После чего она развернулась и пошла укладывать Эрброу спать. В огне, должно быть, сгорели последние крохи вежливости Птицы Феникс, как и ее память: заметно более визгливым, чем прежде, голосом она объявила, что понятия не имеет, кто эта ужасная женщина, и совершенно не собирается – она, гордость мироздания и краса Вселенной, – выслушивать угрозы какой-то бабы из-за какой-то презренной соплячки…
Роби уже ушла; Птице Феникс ответил Йорш.

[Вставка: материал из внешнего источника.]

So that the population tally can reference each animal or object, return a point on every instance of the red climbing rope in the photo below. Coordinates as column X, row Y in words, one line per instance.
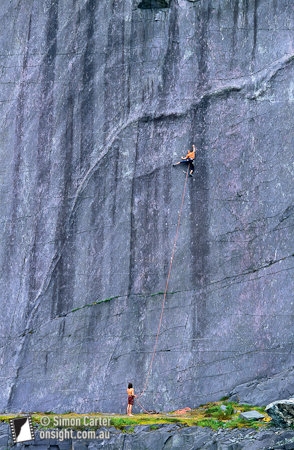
column 166, row 288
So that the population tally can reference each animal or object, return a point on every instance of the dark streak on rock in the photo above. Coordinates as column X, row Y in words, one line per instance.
column 87, row 95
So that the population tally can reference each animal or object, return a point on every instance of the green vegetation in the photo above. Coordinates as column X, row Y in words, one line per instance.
column 215, row 415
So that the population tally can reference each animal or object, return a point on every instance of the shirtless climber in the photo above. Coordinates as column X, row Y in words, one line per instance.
column 189, row 158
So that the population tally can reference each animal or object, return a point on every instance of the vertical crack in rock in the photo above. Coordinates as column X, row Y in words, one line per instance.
column 199, row 226
column 87, row 109
column 45, row 131
column 170, row 68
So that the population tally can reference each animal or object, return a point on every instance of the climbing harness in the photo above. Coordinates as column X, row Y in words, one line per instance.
column 165, row 291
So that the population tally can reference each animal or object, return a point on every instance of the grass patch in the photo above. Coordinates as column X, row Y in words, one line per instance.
column 212, row 415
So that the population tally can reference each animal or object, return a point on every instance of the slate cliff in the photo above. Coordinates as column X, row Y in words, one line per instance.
column 98, row 99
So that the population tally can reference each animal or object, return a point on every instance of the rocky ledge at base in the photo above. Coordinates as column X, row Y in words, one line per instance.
column 165, row 437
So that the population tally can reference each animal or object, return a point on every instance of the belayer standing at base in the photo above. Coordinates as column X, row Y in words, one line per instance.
column 188, row 159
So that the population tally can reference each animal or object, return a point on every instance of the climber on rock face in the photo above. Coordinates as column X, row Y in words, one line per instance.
column 188, row 159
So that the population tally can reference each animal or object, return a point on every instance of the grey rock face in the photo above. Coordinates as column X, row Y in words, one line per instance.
column 98, row 99
column 265, row 390
column 282, row 412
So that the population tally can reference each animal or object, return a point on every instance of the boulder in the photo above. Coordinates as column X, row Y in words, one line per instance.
column 251, row 415
column 282, row 412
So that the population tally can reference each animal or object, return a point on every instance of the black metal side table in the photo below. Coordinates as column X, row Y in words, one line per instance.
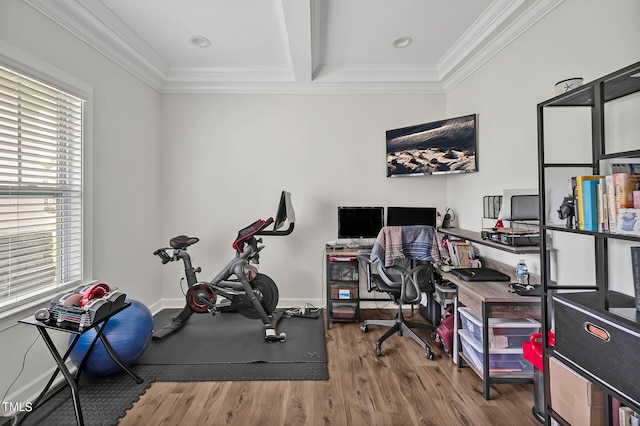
column 71, row 379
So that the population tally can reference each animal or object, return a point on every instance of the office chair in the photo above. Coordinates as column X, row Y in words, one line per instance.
column 403, row 286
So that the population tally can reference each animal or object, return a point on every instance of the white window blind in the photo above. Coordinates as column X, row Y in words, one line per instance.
column 40, row 188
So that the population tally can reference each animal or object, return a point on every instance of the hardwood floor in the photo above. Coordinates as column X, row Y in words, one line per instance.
column 400, row 388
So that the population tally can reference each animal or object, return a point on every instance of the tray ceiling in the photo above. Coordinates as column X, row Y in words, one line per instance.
column 298, row 46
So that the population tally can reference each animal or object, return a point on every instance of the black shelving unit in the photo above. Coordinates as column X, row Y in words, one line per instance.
column 597, row 301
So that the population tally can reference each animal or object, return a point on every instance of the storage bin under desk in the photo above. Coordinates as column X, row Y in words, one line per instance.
column 503, row 332
column 493, row 300
column 501, row 361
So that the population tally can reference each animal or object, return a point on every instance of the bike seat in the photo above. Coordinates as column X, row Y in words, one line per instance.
column 247, row 232
column 182, row 241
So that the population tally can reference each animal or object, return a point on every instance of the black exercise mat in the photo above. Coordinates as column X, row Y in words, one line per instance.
column 103, row 400
column 229, row 346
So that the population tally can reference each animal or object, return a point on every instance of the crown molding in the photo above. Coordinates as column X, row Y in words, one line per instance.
column 95, row 24
column 491, row 33
column 313, row 88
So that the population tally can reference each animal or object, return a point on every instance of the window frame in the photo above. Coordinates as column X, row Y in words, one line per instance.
column 37, row 69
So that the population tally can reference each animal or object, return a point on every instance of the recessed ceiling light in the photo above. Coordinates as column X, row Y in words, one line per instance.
column 401, row 42
column 200, row 41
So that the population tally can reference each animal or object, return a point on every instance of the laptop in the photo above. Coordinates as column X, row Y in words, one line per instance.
column 480, row 274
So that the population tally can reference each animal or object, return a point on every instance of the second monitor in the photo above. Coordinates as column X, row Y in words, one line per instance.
column 405, row 216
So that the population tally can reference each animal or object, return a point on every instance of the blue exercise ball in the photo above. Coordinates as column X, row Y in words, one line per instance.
column 128, row 332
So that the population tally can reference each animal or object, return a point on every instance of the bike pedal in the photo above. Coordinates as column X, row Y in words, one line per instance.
column 307, row 314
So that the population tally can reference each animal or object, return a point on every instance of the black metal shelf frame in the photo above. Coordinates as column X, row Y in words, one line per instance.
column 593, row 95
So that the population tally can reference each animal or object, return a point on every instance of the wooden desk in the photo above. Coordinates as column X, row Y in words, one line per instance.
column 493, row 300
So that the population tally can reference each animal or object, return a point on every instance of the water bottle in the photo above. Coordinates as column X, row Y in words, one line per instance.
column 522, row 273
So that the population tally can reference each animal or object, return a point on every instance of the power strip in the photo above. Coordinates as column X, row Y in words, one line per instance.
column 307, row 313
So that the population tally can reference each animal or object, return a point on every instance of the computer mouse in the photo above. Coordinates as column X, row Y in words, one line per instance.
column 42, row 314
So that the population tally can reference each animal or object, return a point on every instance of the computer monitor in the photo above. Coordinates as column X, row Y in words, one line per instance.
column 404, row 216
column 360, row 222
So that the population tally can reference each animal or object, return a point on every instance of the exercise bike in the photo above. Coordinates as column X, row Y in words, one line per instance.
column 252, row 294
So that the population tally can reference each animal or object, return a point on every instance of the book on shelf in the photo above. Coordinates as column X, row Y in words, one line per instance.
column 580, row 205
column 624, row 184
column 611, row 202
column 574, row 194
column 635, row 264
column 602, row 203
column 590, row 205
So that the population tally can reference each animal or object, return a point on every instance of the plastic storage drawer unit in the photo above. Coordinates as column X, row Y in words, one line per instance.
column 501, row 361
column 344, row 291
column 503, row 332
column 341, row 271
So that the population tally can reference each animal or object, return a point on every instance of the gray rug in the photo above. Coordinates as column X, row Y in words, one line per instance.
column 229, row 346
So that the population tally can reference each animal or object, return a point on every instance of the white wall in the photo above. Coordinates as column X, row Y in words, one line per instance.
column 125, row 189
column 580, row 38
column 225, row 159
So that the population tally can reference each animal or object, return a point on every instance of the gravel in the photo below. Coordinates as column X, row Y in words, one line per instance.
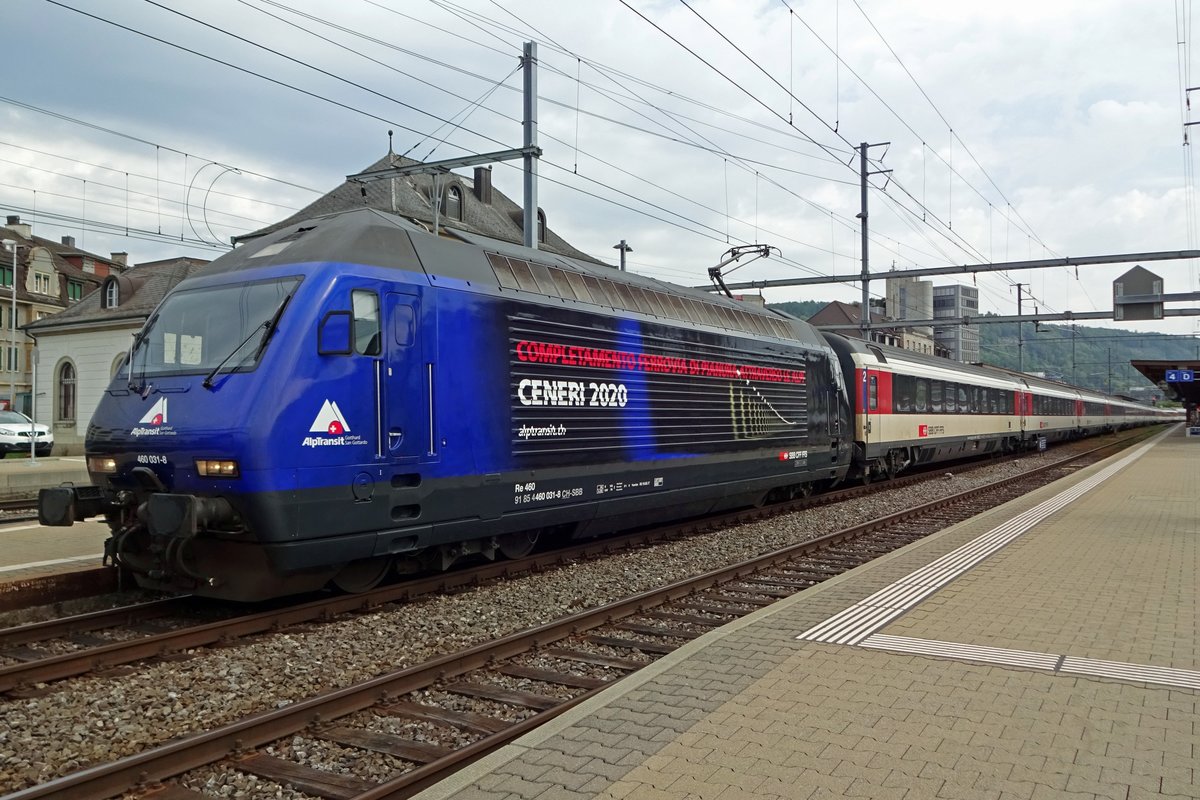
column 93, row 721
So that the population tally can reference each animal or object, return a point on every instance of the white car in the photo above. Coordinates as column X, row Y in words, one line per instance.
column 15, row 433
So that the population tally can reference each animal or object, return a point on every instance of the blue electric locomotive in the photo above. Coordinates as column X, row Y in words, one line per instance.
column 353, row 396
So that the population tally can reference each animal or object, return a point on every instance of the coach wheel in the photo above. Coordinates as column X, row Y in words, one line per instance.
column 363, row 575
column 891, row 468
column 519, row 545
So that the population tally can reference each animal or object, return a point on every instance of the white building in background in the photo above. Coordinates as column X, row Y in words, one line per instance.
column 81, row 348
column 960, row 341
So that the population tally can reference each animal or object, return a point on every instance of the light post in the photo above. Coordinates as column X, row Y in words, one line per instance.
column 12, row 332
column 33, row 410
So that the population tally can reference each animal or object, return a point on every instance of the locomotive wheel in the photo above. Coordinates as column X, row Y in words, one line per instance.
column 363, row 575
column 517, row 545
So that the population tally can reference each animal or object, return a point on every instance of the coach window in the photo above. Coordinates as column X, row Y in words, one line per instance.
column 366, row 322
column 901, row 394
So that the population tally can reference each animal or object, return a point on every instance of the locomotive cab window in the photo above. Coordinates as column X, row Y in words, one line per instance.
column 199, row 330
column 366, row 322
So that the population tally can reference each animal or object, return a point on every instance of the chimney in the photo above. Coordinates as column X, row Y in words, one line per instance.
column 484, row 184
column 16, row 226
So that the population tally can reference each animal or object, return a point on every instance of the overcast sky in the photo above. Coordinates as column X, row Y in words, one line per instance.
column 1019, row 130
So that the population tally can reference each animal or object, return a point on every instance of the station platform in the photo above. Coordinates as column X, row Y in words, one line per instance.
column 1044, row 649
column 34, row 558
column 21, row 477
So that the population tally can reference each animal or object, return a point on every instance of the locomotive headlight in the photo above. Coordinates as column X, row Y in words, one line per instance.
column 216, row 468
column 101, row 464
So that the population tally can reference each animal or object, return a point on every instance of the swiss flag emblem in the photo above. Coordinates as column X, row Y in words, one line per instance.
column 157, row 413
column 329, row 420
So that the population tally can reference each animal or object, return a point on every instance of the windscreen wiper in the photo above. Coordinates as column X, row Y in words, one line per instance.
column 268, row 328
column 138, row 338
column 271, row 324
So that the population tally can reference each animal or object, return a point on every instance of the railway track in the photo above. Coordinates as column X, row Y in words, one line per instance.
column 414, row 719
column 34, row 655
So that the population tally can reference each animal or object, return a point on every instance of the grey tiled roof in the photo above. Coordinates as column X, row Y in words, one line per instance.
column 409, row 196
column 141, row 290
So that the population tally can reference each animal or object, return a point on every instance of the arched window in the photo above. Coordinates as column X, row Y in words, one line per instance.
column 453, row 203
column 66, row 396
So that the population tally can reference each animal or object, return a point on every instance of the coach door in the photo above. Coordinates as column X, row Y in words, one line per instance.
column 407, row 384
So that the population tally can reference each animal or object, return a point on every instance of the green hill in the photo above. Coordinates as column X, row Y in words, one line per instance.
column 1096, row 358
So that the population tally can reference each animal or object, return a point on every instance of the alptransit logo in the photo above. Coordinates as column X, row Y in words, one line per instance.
column 156, row 417
column 333, row 423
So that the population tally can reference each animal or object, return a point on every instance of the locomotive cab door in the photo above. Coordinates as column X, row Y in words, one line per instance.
column 407, row 409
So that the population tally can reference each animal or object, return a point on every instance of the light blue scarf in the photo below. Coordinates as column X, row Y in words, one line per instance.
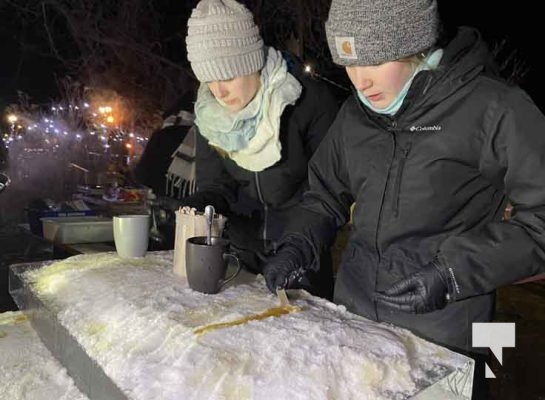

– Госпожа, – безмятежно заявил он, – если вы еще раз посмеете назвать мою дочь «презренной соплячкой», я обещаю насадить вас на вертел, посыпав розмарином и нафаршировав кедровыми орешками.
– Посыпав розмарином и нафаршировав кедровыми орешками?
– Отличный рецепт для рыбы, – невозмутимо объяснил Йорш. – Конечно, мои познания в кулинарном искусстве оставляют желать лучшего, но мне кажется, что он подойдет и для вас.
– Господин, – проговорила Птица Феникс сдавленным голосом, – я вижу вас впервые в жизни, но мне кажется, что вы являетесь не кем иным, как эльфом!
– Я и есть эльф.
– Но эльфы не едят никого, наделенного мыслью!
– Совершенно верно, и, съев того, кто зовет мою дочь «презренной соплячкой», я ничуть не нарушу этого правила, – заметил Йорш. – Госпожа, – он попрощался небольшим поклоном и тоже отправился спать.
Глава одиннадцатая
Сначала Эрброу думала, что все в порядке.
Ее дни снова протекали без серьезных потрясений. Достаточно было следить, чтобы Человек Ненависти не подходил слишком близко и чтобы Птица Феникс не горела, и жизнь более или менее шла своим чередом.
Ненависть Человека Ненависти увеличивалась с каждым днем.
Эрброу чувствовала, как бешено, чуть ли не до боли, билось ее сердце, когда его кривой силуэт показывался на берегу, а рядом с ней не было ни мамы, ни папы, чтобы взять ее на руки.
Когда горела Птица Феникс, что происходило теперь почти ежедневно, случалась странная вещь – она не могла уйти. Эрброу чувствовала, что это было бы невежливо, как сказал бы ее папа. Чувствовала, что должна была стоять и смотреть. Кроме ужасного запаха горелого мяса, это пламя рождало также какую-то странную смесь обиды и сожаления, которой она не могла подобрать название. Эрброу казалось, что единственным, что может хоть как-то успокоить или, по крайней мере, не увеличить обиду и сожаление, терзавшие Птицу Феникс, было присутствие публики.
Зато мама больше не грустила, даже наоборот: в ее манере улыбаться появилось что-то, чего не было раньше.
В общем, все было в порядке.
Но неожиданно случилось что-то плохое, и Эрброу не понимала что. Мама вдруг изменилась. Небо оставалось по-прежнему голубым, море – спокойным, но внутри мамы опять появился страх, как тогда, когда смерч разрушил селение и море превратилось в страшное рассерженное чудовище.